The Nobel Peace Prize nominee and recently knighted “Bono,” lead singer of the band U2, took a hit to his reputation as an antipoverty crusader a few months ago. U2 Ltd—the band’s publishing company—moved its operations out of Ireland to reduce its tax burden. U2 now shares the same finance company as the famed band the “Rolling Stones,” which incorporated in Holland in 1972.
One of the band members defended the move by noting “Of course we are trying to be tax efficient. Who doesn’t want to be tax efficient?”
Critics from both the left and the right cried “foul.” Liberals complained that Bono—who has been an outspoken advocate of government aid to the underdeveloped world—set a poor example by choosing profit over morality. Conservatives snickered at Bono’s hypocrisy—asking others to contribute more to the world’s poor by paying higher taxes while refusing to do so himself.
It’s easy to smile at the hypocrisy of one of the world’s crusading left-leaning artists—but utterly unconstructive. Taking Bono down a peg might give small satisfaction to those of us who are tired of being lectured at by moralistic celebrities, but the feeling is fleeting.
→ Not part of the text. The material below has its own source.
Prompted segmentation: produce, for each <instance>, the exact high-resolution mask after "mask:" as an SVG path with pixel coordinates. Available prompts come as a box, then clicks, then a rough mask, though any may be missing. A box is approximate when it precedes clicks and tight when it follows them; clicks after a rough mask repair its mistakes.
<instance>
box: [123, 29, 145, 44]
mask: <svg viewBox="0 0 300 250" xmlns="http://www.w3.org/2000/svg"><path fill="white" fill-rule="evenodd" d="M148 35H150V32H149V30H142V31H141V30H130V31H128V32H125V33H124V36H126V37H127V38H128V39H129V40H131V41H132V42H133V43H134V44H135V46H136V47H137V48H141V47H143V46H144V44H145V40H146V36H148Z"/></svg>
What if we turn the equation around, and instead of focusing on Bono as a hypocrite, we exalt his case as an example of the working of economic incentives in the real world?
Personally, I don’t doubt Bono’s passion for alleviating the suffering of the world’s poor; in fact, I tend to think that Bono has done more good than harm by campaigning relentlessly to focus attention on the intractable poverty of people in third world countries. Unlike many celebrities, Bono has actually done some real work to put his principles into practice.
More importantly, the recent move of U2’s publishing operations to Holland help to point out the opportunities and limitations of government solutions to social and economic problems.
Instead of looking at the band's choice to reduce their tax burden as an example of human frailty, we should view it as an example of the inevitable limitations on government’s ability to tax and spend its way out of a problem.
Even as genuinely caring a guy as Bono—the recent bestowal of his knighthood was based largely on his dedication to doing good works for others—cannot be taxed without limits. All the best intentions in the world cannot change the fact that human beings and human institutions respond primarily to incentives, not just good intentions.